Luego, con un tirón, extrajo las manos de mi busto y me mostró lo que buscaba; era mi corazón, o tal vez mi hígado, y lo apretó hasta reducirlo a un polvo seco, que cayó poco a poco a sus pies, un serrín rojizo y muerto.

No fue un precio excesivo por todo lo que me dio. Balder me trajo a Christopher, incluso a Clara: me prestó años de búsqueda, una felicidad pastosa y de malvavisco, confundida con muchas otras cosas, la liviandad, la insatisfacción, la nostalgia. Los viajes postergados, los deseos imposibles.

Pero ahora Chris vive en una casa rodeada de azahar insípido en San Diego, la misma que compartía con su mujer y su hija, Clara persigue mimos y nombres en las tardes lúgubres, o quizás haya sido devorada ya por ellos, y todo lo que conocí se ha desmoronado. Todo lo que deseé ha desaparecido.

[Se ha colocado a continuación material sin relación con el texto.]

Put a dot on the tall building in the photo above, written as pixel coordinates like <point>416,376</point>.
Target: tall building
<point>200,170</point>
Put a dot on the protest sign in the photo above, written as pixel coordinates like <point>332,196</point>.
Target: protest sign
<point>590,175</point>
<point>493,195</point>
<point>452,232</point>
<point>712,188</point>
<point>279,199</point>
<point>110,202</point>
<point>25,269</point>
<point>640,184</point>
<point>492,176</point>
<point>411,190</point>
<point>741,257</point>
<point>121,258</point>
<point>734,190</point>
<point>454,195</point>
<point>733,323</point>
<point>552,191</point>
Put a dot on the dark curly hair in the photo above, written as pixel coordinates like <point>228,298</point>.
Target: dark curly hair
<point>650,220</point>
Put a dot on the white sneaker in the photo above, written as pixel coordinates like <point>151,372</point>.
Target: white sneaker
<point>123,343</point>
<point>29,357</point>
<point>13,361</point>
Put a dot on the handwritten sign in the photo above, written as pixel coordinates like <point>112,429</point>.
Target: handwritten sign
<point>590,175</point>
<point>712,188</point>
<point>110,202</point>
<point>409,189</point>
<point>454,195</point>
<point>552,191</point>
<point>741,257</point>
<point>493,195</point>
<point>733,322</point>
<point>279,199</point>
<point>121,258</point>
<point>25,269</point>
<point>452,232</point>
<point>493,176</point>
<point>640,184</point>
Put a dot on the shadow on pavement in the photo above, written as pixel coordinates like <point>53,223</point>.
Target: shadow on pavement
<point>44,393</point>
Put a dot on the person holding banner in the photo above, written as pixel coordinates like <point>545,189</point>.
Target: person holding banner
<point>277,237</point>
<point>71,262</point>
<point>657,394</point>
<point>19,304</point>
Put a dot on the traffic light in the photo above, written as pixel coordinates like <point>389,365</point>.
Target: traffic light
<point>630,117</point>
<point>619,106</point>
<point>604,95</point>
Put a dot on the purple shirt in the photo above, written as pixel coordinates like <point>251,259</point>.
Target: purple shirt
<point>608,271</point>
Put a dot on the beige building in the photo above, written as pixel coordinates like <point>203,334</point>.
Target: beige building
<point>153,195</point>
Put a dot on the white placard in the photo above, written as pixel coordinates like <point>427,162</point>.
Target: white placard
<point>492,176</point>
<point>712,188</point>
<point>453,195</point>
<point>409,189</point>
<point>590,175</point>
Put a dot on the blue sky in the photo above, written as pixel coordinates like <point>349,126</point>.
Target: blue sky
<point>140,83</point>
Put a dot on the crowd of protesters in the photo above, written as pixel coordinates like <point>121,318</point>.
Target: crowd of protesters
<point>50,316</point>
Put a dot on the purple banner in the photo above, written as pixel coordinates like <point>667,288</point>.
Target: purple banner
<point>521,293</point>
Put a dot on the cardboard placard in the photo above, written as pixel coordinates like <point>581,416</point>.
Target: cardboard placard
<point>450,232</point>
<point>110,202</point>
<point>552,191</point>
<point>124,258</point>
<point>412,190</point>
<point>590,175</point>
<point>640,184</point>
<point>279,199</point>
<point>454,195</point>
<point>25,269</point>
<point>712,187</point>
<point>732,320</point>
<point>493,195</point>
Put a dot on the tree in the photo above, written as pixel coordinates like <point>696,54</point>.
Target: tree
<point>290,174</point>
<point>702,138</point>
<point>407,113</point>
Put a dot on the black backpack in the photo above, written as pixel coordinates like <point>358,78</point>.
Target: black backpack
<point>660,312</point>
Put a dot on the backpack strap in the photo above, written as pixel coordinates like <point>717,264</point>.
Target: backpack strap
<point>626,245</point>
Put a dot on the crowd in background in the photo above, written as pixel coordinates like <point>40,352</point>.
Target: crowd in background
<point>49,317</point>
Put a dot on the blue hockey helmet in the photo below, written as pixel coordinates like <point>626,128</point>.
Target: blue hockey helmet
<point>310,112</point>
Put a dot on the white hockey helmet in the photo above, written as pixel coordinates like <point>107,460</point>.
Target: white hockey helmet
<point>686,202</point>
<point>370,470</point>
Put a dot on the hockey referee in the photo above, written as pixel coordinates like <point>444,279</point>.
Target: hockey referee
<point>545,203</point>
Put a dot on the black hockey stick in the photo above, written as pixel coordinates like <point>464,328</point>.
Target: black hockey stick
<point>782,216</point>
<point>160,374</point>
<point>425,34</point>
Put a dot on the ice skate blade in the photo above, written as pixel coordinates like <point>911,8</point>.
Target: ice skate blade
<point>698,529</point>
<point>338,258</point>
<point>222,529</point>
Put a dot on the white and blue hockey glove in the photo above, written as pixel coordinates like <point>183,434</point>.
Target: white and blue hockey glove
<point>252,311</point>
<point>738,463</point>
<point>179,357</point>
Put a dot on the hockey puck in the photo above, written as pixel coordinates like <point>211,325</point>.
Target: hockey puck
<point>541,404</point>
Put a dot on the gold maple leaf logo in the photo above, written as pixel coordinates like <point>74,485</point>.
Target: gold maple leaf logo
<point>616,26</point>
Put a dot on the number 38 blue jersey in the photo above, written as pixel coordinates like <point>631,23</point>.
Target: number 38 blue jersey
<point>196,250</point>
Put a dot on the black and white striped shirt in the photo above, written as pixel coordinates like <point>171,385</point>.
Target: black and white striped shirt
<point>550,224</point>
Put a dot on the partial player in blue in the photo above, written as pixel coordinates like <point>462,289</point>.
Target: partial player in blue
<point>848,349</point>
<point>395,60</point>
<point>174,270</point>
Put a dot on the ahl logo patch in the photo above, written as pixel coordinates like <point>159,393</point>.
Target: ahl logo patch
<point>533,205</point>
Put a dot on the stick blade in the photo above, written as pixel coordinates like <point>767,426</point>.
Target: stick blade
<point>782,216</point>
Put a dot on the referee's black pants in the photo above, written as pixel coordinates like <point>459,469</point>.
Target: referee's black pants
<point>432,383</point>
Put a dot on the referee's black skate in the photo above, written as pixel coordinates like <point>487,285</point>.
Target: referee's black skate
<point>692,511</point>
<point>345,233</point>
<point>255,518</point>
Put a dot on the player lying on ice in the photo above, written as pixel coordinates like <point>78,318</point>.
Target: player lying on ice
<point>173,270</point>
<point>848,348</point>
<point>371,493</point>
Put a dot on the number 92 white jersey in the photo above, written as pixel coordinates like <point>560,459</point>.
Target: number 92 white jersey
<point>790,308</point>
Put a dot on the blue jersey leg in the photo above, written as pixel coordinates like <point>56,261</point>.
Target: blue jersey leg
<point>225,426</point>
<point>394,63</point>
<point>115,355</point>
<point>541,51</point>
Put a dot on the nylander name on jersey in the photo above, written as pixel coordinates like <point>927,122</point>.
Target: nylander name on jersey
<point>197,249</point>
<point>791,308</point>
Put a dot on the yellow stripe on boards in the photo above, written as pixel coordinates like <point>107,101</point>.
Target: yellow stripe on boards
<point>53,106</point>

Respecto a mí, estoy muerta.

Todas las mañanas me levanto, me miro en el espejo y me dedico luego a recorrer la escuela. Mucho después de que los niños hayan abandonado las clases con las manos llenas de dibujos y de bocadillos que devoran o desprecian entre remilgos, termino mi trabajo y regreso al cuarto de baño a comprobar si el rostro que refleja el espejo continúa siendo el mío; pero estoy muerta. Mi vida se agotó hace tiempo, y ahora debo conformarme con esta rutina y esta existencia. Un fantasma en un colegio. Balder no hizo sino podar un esqueje muerto.

Sin preocuparme por evitar los cristales de la botella y las copas rotas le seguí hasta la calle. Las zapatillas eran inadecuadas para la ocasión, unas meras babuchas de raso crudo que Chris me había regalado, pero ya era tarde para reparar en ellas. Abrí la verja negra, y la tela de mi camisón se enganchó en las ramas de los arbustos, que habían crecido de manera indecente. No recordaba cuando fue la última vez que Chris los había recortado, y de pronto la conciencia del tiempo pasado absorto en nosotros mismos tomó cuerpo y se convirtió en ramas nuevas y yemas rebosantes.

Hacía frío, y las nuevas farolas, que habían limpiado una semana antes, ya no conservaban el halo ámbar en torno a la bombilla, sino que iluminaban con una gélida luz azulada el camino particular y sus piedras endiabladas. Balder se volvió hacia mí.